Paramecia, single – cell eukaryote organisms, are hermaphrodite: during their sexual reproduction (or conjugation), the partners exchange their genetic material. Paramecia nevertheless have two “mating types”, called E and O. Conjugation can only occur between different mating types. As early as the 1940s, scientists such as Tracy Sonneborn had noted that mating type was not transmitted to progeny in Mendelian fashion: a new type of trait transmission, not dependent on the chromosomes, had to be involved, but they did not succeed in elucidating it.
Today, the team led by Éric Meyer at the ENS Institut de Biologie 2 has described the mechanism underlying this alternative heredity. To achieve this, they first showed that the difference between the E and O matin g types was due to a transmembrane protein called mtA. Although its encoding gene is present in both types, it is only expressed in E individuals. The scientists then revealed the mechanism by which this gene is inactivated in type O individuals.

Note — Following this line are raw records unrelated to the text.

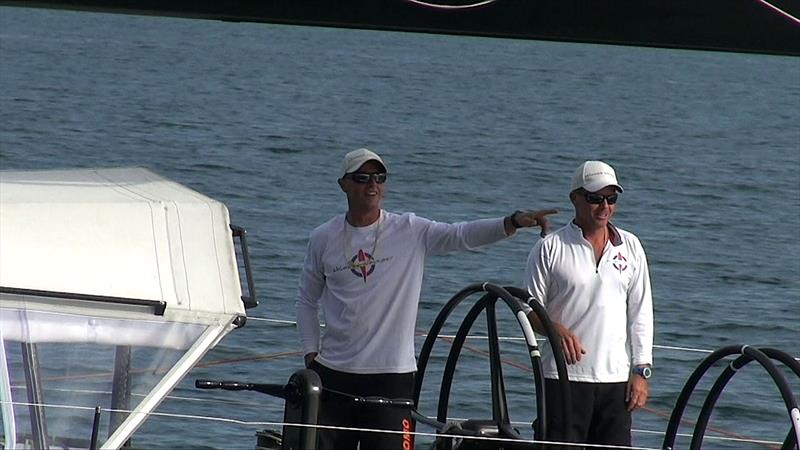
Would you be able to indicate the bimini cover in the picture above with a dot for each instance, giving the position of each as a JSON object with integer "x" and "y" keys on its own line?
{"x": 113, "y": 284}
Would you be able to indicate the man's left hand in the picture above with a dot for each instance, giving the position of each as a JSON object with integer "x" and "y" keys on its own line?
{"x": 637, "y": 392}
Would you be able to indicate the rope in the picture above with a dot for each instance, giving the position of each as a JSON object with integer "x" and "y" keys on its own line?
{"x": 780, "y": 11}
{"x": 451, "y": 7}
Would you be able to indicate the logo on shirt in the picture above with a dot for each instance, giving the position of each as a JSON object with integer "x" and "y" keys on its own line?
{"x": 362, "y": 264}
{"x": 620, "y": 262}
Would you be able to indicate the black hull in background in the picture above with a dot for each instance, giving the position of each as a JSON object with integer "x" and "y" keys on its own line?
{"x": 724, "y": 25}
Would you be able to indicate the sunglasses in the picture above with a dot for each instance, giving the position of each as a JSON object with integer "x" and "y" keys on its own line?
{"x": 597, "y": 199}
{"x": 363, "y": 178}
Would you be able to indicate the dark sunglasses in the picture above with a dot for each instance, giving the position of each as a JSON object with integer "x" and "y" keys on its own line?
{"x": 597, "y": 199}
{"x": 363, "y": 178}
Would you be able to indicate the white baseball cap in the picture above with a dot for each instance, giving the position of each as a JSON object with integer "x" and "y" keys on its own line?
{"x": 355, "y": 159}
{"x": 595, "y": 175}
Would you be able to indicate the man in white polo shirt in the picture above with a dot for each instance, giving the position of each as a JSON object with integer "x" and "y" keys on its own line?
{"x": 593, "y": 280}
{"x": 364, "y": 271}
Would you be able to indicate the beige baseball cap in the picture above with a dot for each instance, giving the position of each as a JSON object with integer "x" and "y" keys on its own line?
{"x": 595, "y": 175}
{"x": 355, "y": 159}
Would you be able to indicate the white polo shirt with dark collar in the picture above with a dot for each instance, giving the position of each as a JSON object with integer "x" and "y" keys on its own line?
{"x": 608, "y": 305}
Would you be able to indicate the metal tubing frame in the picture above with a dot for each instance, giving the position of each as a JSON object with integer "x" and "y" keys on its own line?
{"x": 747, "y": 354}
{"x": 30, "y": 362}
{"x": 249, "y": 300}
{"x": 512, "y": 297}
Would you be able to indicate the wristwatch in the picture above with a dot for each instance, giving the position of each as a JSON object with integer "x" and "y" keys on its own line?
{"x": 643, "y": 371}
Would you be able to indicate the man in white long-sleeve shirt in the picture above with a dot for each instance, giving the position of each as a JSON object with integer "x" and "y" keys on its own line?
{"x": 363, "y": 269}
{"x": 593, "y": 280}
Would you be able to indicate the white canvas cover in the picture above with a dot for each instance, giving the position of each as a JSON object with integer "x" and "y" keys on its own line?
{"x": 98, "y": 263}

Paramecia have two nuclei: a germinal micronucleus that is transmitted during sexual reproduction and a somatic macronucleus – resulting from the latter – where the cell’s genes are expressed. The mechanism
for the transmission of mating types is based on small RNA, called scnARN, which are produced during meiosis. The original function of these RNA is to eliminate from the macronucleus a whole series of genetic sequences called transposable elements, which, like introns (3), have been introduced into the genes during evolution. As a first step, the scnARN scan the maternal macronucleus in order to identify the sequences that were deleted in the previous generation, and then make the same rearrangements in the new macronucleus. However, unexpectedly, this genome “cleaning” mechanism also allows the cell to silence functional genes. In type O individuals of Paramecium tetraurelia , scnARN eliminate the mtA gene promoter, thus deleting its expression. Thus, it is through the scnARN inherited from the maternal cytoplasm, and not from a particular gene sequence, that the mating type of Paramecium is defined.

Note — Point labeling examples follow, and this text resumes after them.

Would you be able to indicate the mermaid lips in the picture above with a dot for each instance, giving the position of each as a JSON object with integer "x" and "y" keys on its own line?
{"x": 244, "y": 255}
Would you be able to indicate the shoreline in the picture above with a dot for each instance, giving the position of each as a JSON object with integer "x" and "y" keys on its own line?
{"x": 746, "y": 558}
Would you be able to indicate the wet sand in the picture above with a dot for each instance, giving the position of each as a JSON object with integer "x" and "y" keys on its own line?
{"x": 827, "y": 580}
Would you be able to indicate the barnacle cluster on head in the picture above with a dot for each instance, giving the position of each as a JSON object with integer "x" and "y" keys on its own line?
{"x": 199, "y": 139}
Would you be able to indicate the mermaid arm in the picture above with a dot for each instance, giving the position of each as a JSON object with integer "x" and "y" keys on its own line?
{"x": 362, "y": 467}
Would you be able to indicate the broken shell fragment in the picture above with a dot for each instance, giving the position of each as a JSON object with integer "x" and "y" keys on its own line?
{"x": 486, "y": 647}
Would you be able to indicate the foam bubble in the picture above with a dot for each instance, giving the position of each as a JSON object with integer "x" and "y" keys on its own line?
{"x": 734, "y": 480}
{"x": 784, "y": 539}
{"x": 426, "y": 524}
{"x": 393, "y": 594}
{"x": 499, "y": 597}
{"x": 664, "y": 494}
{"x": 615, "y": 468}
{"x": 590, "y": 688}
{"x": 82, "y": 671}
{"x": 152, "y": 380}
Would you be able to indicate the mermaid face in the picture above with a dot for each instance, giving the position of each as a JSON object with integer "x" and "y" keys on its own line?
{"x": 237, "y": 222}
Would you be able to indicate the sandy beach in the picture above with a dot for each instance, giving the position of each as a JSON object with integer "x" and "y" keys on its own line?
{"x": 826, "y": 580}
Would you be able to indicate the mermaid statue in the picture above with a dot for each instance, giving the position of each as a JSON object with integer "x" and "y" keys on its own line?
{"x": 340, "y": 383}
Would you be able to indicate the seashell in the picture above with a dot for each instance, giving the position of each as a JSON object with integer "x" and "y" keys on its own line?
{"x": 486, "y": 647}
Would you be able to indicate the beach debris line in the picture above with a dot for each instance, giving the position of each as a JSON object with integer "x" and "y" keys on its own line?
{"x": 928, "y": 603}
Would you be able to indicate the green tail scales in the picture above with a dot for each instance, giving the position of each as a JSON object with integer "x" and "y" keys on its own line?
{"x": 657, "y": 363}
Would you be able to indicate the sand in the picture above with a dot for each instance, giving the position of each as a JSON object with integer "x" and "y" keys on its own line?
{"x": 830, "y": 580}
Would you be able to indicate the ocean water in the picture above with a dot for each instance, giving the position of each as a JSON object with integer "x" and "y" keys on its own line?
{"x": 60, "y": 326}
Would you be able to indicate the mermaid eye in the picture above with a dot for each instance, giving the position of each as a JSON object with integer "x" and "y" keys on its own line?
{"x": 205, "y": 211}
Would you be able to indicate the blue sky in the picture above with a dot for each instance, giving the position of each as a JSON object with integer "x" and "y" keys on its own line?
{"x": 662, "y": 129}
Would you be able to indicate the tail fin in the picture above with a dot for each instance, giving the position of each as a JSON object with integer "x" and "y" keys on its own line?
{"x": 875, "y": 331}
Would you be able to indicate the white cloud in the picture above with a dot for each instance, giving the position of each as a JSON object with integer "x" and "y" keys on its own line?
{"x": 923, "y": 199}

This silencing process could in principle affect any gene. Thus in theory, Paramecia could transmit to their sexual progeny infinitely variable versions of the macronuclear genome from the same germline. As with
genetic heredity, this mechanism may cause errors that might occasionally endow progeny with a selective advantage. In other words, the somatic macronucleus genome of Paramecium may evolve continuously,
and in certain cases allow a short – term adaptation to changes in environmental conditions. And this can occur without any genetic mutations being involved. This type of Lamarckian heredity (4) may thus offer a
hitherto unsuspected lever for natural selection.
(1) Epigenetics forms part of genetics in its broadest sense; in other words, the study of the mechanisms of heredity. It refers specifically to the study of the hereditary transmission of variable traits that are not dependent on variable DNA sequences.

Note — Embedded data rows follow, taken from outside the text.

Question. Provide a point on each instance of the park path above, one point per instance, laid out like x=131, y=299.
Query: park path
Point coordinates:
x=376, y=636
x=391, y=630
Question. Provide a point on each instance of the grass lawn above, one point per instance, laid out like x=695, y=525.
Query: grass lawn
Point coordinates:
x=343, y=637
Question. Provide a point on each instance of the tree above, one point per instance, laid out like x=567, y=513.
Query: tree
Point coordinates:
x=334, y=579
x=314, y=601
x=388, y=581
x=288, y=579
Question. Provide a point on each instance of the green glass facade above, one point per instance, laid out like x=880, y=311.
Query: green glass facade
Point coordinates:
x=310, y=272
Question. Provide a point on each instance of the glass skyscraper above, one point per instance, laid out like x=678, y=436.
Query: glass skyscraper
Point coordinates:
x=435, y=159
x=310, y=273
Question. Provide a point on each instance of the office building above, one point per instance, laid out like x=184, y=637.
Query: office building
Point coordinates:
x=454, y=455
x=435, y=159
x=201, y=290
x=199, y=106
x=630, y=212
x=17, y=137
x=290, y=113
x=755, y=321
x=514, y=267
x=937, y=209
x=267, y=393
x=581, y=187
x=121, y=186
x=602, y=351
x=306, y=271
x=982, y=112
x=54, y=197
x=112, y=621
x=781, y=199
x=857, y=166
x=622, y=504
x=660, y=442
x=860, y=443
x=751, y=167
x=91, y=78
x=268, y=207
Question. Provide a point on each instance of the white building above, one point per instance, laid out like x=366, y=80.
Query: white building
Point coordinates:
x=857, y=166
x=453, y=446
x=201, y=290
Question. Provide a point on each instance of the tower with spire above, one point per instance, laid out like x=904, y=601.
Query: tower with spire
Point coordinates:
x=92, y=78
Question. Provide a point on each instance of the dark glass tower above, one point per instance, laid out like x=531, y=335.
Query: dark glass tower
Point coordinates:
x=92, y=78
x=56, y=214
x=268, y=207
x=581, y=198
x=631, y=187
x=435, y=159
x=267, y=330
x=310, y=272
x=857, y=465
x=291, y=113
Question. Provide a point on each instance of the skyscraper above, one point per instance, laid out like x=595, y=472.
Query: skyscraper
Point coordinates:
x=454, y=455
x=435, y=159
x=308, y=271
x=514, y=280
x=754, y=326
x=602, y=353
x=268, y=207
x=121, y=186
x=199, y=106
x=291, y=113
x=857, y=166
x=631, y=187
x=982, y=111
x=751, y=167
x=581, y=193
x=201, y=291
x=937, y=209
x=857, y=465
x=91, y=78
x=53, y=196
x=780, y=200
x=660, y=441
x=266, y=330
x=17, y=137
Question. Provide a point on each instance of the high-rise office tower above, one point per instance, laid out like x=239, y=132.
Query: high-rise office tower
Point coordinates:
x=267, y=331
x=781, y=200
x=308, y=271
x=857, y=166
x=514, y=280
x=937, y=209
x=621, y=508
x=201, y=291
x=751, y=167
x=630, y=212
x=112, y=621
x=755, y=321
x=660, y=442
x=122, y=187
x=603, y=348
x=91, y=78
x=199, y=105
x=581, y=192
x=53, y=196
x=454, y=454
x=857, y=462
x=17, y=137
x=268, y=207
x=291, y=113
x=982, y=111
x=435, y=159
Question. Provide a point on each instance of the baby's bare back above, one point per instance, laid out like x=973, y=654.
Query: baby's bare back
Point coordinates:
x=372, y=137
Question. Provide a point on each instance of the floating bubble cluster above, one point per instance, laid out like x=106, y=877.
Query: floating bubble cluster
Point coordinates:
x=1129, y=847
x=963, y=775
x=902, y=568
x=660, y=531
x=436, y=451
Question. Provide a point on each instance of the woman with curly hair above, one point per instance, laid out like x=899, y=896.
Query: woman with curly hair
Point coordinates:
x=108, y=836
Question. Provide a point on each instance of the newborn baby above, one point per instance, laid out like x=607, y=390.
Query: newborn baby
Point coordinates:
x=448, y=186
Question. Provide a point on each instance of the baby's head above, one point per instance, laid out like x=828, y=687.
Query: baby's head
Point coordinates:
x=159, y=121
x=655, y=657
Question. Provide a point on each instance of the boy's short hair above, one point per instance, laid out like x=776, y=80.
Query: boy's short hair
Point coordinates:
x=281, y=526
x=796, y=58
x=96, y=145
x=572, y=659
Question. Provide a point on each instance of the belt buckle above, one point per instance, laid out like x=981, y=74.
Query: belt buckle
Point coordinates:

(2) In collaboration with the Centre de Génétique Moléculaire (CNRS), the Laboratoire Biométrie et biologie évolutive (CNRS/Université Claude Bernard Lyon 1), the Institut Jacques Monod (CNRS/Université Paris Diderot) and CEA (Institut de génomique). Polish, Russian and American teams also collaborated in this work.
(3) Portions of the gene sequence, often non – coding, which must be deleted for the sequence to be functional.
(4) Referring to Jean – Baptiste Lamarck (1744 – 1829) whose theory on the evolution of living beings considered the transmission of acquired traits.